(599a) Controlling the Rheology of Biomass
AIChE Annual Meeting
2009
2009 Annual Meeting
Forest and Plant Bioproducts Division
Biomass Refining: Unit Operations, Processes, and Optimization
Thursday, November 12, 2009 - 3:15pm to 3:40pm
Rising global demand for energy combined with an increasing appreciation for the environmental consequences of non-renewable, petroleum based fuel use is lending urgency to the need for a carbon-neutral, widely accessible source of renewable energy. Particularly critical to the transportation industry is an abundant source of renewable liquid fuels such as ethanol to counter chronically rising petroleum costs. A likely feedstock in the production of fuel ethanol is lignocellulosic biomass. The greatest advantage of biomass as a feedstock is that it is the most abundant renewable carbon resource on the planet. The National Renewable Energy Laboratory (NREL) has already proposed a process for converting lignocellulosic biomass to liquid fuel. The process has tremendous promise but the economics of it are inhibitory to large scale implementation. Currently, NREL's process calls for using roughly 10 wt% biomass at any step in the conversion. The utility and equipment costs associated with heating and pumping of 90 wt% water slurries can be dramatically reduced by increasing the solids fraction. NREL's plans call for an increase in solids content from 10 to 40 wt% resulting in a 4-fold decrease in heating energy cost per pound of dry biomass and a 6-fold decrease in the water requirement.
Processing of high solids fraction biomass leads to a number of difficulties that are not present in more dilute systems. Concentrated biomass acts as a Bingham fluid with a yield stress that increases rapidly with solids concentration. This behavior makes pumping and transporting the process slurry difficult if not impossible. In addition, the mass transfer required in order to mix reactants, enzymes and reagents into the slurry is severely inhibited. Controlling the rheology of the biomass feed is critical for the success of high solids fraction biomass processing.

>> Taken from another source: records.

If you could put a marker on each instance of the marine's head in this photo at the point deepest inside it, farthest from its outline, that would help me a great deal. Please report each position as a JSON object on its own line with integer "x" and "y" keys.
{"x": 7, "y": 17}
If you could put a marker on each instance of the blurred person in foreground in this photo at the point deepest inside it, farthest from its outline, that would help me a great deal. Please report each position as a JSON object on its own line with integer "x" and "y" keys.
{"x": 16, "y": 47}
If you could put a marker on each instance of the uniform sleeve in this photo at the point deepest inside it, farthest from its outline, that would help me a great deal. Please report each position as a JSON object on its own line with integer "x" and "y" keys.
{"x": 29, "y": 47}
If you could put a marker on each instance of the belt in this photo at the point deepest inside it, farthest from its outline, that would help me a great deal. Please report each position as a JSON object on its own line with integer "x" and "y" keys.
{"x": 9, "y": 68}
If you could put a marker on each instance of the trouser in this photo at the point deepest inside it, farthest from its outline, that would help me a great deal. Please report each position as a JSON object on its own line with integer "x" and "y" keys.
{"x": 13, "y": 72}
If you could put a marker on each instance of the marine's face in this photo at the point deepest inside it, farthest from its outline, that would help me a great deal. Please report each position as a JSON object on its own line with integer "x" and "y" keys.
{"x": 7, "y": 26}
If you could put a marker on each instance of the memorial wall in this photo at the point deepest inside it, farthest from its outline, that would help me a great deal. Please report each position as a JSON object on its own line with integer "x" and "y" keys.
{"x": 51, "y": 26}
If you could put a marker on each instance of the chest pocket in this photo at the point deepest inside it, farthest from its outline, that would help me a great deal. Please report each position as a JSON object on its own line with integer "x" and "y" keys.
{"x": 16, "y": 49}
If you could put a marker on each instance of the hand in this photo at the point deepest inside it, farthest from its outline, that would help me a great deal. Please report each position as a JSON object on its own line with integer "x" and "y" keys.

In this presentation, we describe the use of rheological modifiers to control the rheology of biomass slurries. We have found that by using high molecular weight water-soluble polymers, we can significantly reduce the yield stress of wood fiber and corn stover slurries. Using only a few wt% (based on the dry solid biomass) of these rheological modifiers, yield stresses can be reduced several-fold, permitting the flow of biomass at high concentrations. We will describe the effects of properties of the rheological modifiers (e.g., type, concentration and molecular weight) on rheological behavior, show evidence of the microscopic mechanisms producing the observed behavior, and examine the effects of the modifiers on the downstream biomass processing (e.g., acid hydrolysis, enzymatic hydrolysis and fermentation).